Perhaps the most significant geopolitical force is the continuing rise of China as an economic and politically influential power, especially as multilateral institutions decline in power. In the future, China’s soft power will likely become increasingly important, and its state-owned enterprises is expected to have different objectives and operations than conventional multinationals.

For example, consider China’s massive Belt and Road Initiative (BRI) to promote investment in developing infrastructure and trade along the historic Silk Road trade routes. The BRI will likely spur significant cross-border economic activity between more than 70 countries across Asia, Europe, the Middle East and Oceania. It will open new trade routes and connections between China and many developing countries, especially in Eurasia.

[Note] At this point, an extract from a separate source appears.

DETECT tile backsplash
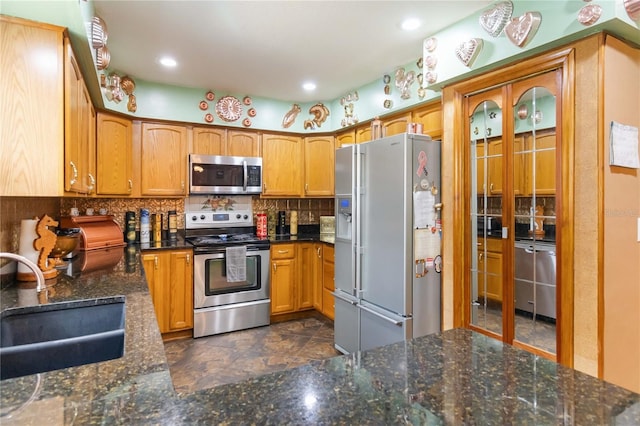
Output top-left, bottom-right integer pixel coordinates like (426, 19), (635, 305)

So as some other countries focus inward and erect new barriers to investment and trade, China is investing enormous sums on an infrastructure that will likely put it at the center of a vast new web of business relationships.

One of the most jarring aspects about the current geopolitical situation is that, in many cases, rational economic logic is taking a back seat to other imperatives where tax and trade are concerned. This makes geopolitical analysis essential for today’s business.

Companies need to focus on how geopolitical trends will play out in the short, medium and long terms. Many companies are taking steps manage their exposure by consulting specialists to help them better understand potential threats. They are also spending more time on scenario planning – considering what’s likely, what alternatives are credible, what’s unlikely and what’s worst case – so they can chart their best course forward. Where broader geopolitical trends were once on the periphery of business thinking, they are now high on the radar.

Tax factors are an important part of geopolitical analysis. How a country establishes its tax settings – what and how much economic activities are taxed and whether and how the tax system delivers social benefits – are fundamental to the long-term fiscal stability of a nation. These settings need to be viewed in the context of demographics, cultural predispositions and the structure of the economy, including its international exposure.

The best settings are those that cohere with the international order. However, that cohesion is diminishing as multilateral institutions decline and unilateralism continues to rise. Countries are approaching tax reform in various ways, and, from the global perspective, pressures on national budgets will likely lead to businesses shouldering higher tax burdens.

However the future may unfold, businesses need to keep a close eye on geopolitical trends so they can be ready for the new strategic and operational challenges they may face in the years ahead.